13d  In-store surveillance expert? (10)
{COUNTERSPY} – weakish cryptic definition of someone who keeps tabs on enemy agents (so MI5 rather than MI6).

15d  Old, old party appearing before end of dinner is head maid collecting plates (2-7)
{EX-LIBRISM} – this is the exciting hobby of collecting bookplates (i.e. the labels inside books, often with a latin inscription identifying this as one of the books of Joe Bloggs). You have to string together a word meaning old, the abbreviation for an old political party which has now changed its name, the last letter of dinneR, IS and finally (are you still awake?) the first letter (head) of Maid. The surface reading reminded me of the “two soups” sketch with the wonderful Julie Walters, so here it is:

16d  Temper made lout troublesome (8 )
{MODULATE} – an anagram (troublesome) of MADE LOUT.

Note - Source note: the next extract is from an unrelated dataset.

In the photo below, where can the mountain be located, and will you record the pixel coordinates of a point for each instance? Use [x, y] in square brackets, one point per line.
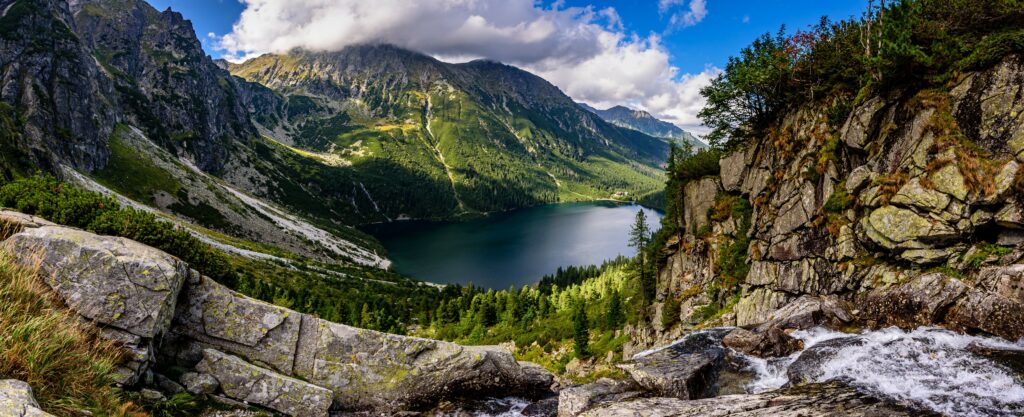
[292, 151]
[440, 139]
[646, 123]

17d  Don’s heartless executioner behind abominable unending cruelty (8 )
{LECTURER} – the definition is don. Put the outside letters (heartless) of ExecutioneR after (behind) an anagram (abominable) of CRUELT(y) (unending).

19d  Look over outskirts of Bilbao to belvedere (6)
{GAZEBO} – the definition is belvedere (a summerhouse). Start with a verb meaning to look and add (over, in a down clue) the outer letters (outskirts) of BilbaO.

20d  Tamper with resonance of gong (6)
{MEDDLE} – a verb meaning to tamper sounds like (with resonance of) a gong (the sort that you wear).

23d  Leading scientist withdraws from backing breakfast cereal as ‘essential aid to digestion’ (5)
{ILEUM} – Take the first letter (leading) of Scientist out of a breakfast cereal, then reverse (backing) what remains to get the lowest part of the small intestine.

I liked 5a and 3d but my favourite clue was 28a. How about you? Let us have a comment with your views!


10 Comments

  1. JM
    Posted April 14, 2010 at 1:10 pm | Permalink | Reply

    Hmmm, struggling so far… But as far as 4d goes, I think it’s in ninetee(n eigh)ty two

    • gazza
      Posted April 14, 2010 at 1:29 pm | Permalink | Reply

      Hi JM – welcome to the blog.
      Thanks for that. If your posting hadn’t been delayed by the need for it to be moderated, you’d have been the first to point that out!.

  2. Moose
    Posted April 14, 2010 at 1:12 pm | Permalink | Reply

    4d I took as within the clue:- nineteeN EIGHty two

    • gazza
      Posted April 14, 2010 at 1:19 pm | Permalink | Reply

      Thanks, Moose. That’s obviously right. I’ll update the review.

  3. gnomethang
    Posted April 14, 2010 at 1:45 pm | Permalink | Reply

    As I came to the blog I was missing the NE corner – 5,10 a and 5,6,7d. Having checked the across hints I managed the rest.
    I found this hard to get a grip on as well and after staring at 3 answers for a while I had a little purple patch before the NE stumped me.
    Overall not to bad – I guess I need to get used to ‘TiJean’s style..
    Thanks to Gazza and Petitjean

    • gnomethang
      Posted April 14, 2010 at 1:48 pm | Permalink | Reply

      23d was my favourite – loved the surface reading.

  4. BigBoab
    Posted April 14, 2010 at 1:58 pm | Permalink | Reply

    A strange mixture of easy clues and really difficult ones, I found that I didn’t really enjoy it overall. I loved 28a however, it really took me back! Thanks for a great blog Gazza, I needed your help with 15d.

  5. Digby
    Posted April 14, 2010 at 2:22 pm | Permalink | Reply

    A fair challenge, in which 3d, 23d and 28a stood out for me. And 15d, if only to justify watching Julie strutting her stuff. A comedy classic on a par with Del Boy leaning on the non-existent bar in Fools & Horses.

  6. Iolanthe
    Posted April 14, 2010 at 3:08 pm | Permalink | Reply

    What a brilliant puzzle! A man who speaks my language! Fantastic! Isn’t that the idea of a Toughie?

  7. Prolixic
    Posted April 14, 2010 at 5:06 pm | Permalink | Reply

    This required a lot of patience and perseverence. There were some great clues like 28a, 3d/12a, 5a (when the penny dropped I smiled) and a few that lacked a bit of playfulness that would have lifted the enjoyment slightly. Many thanks to Petitjean for the puzzle and to Gazza for the notes.